Ele percebeu amar lutar.
Acho que agora entendi.
Ele poderia até amar lutar.
Mas…
— Eu amo destruir!
Os que são fortes, apenas precisava vencer na força bruta. Todos os rivais que fez e nunca venceu a luta. Então Ismael evoluia em uma dança absoluta. Apenas é superar, então por que Kizimu não superava?
Lembrou da luta de Kim.
Sim, Kim faria melhor!
Então, escolheu recomeçar a luta.
Ele fez o avanço mais cruel.
— Espera, ele ficou maluco?
Os cortes avançaram e acertaram no mesmo segundo. Avançando, fatiando, e rasgando sua pele. Ao invés de defender escolheu, avançar com tudo.
A dança que supera até o último mínimo.
— Eu não me importo de morrer para fazer o ataque que supera tudo!
Apenas se esquivou da morte — não! — ele dançou por todos os cortes, mesmo sendo acertado com tudo, avançou com um vacilar perfeito, e fez o que ninguém conseguiria fazer, mesmo que seu limite fosse claro, ele dançou em meio aos ataques e — cortou com um espadão elétrico todo o peito de Ismael.
— Incrível!
— Incrível!
— Incrível! — gritaram em uníssono.
Kizimu estava sangrando muito. Braços, pernas, barriga, peito, pescoço. Apenas escolher dançar em meio aqueles ataques predestinados foi um custo infindável, mas não deve como ser evitado. Sua velocidade tinha que ser tão incrível quanto Kim um dia foi.
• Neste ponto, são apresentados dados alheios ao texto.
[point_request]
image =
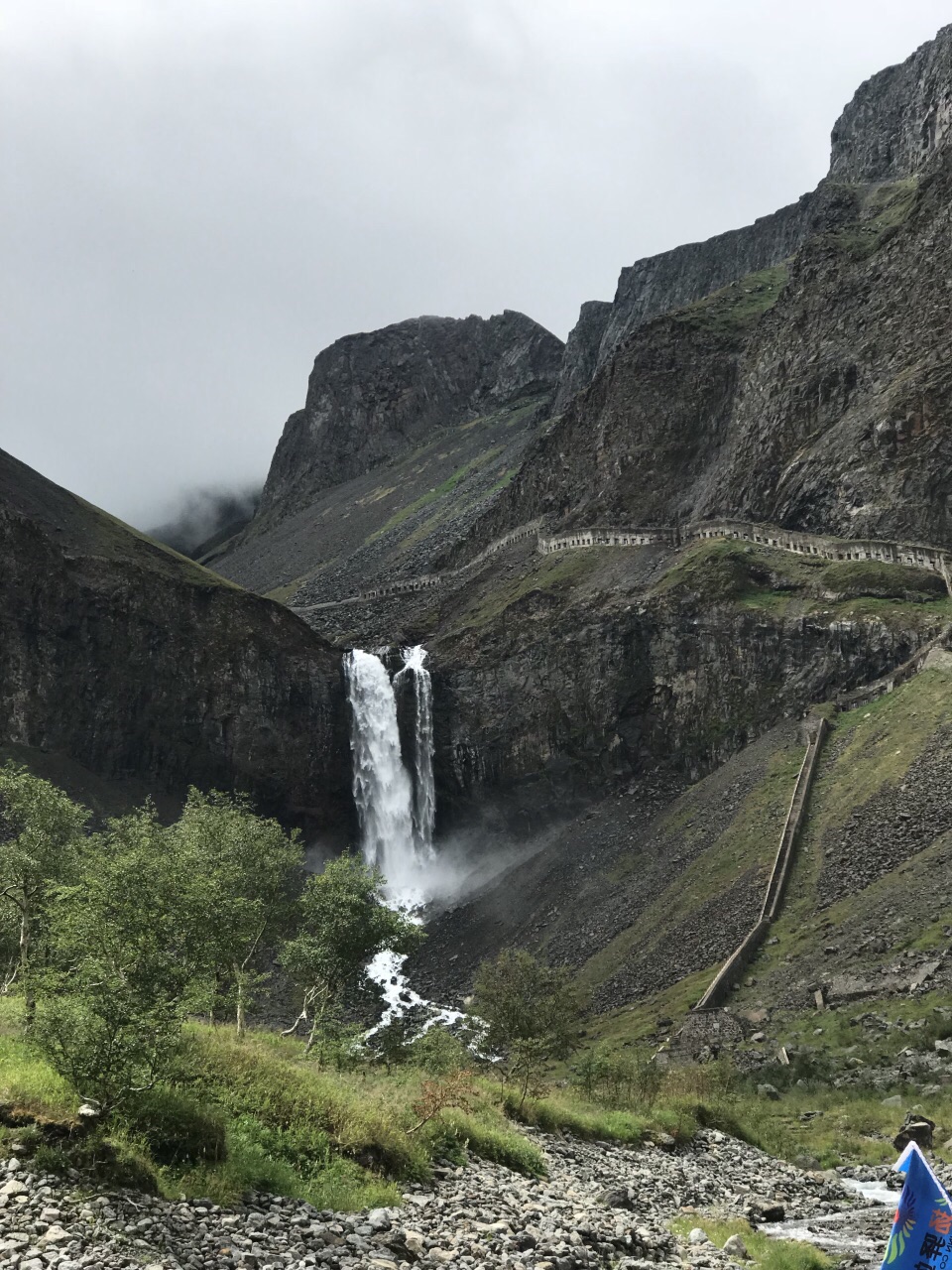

— Incrível, incrível, incrível!
— Moleque, você enlouqueceu!
— Incrível! Incrível! Incrível!
Kizimu estava louco. Mas finalmente respirou fundo, e gritou:
— O melhor sou eu!
Fim da luta, percebeu um pouco tarde demais, mas Kizimu ali tinha vencido com sua própria força e limite, o segundo de seus rivais.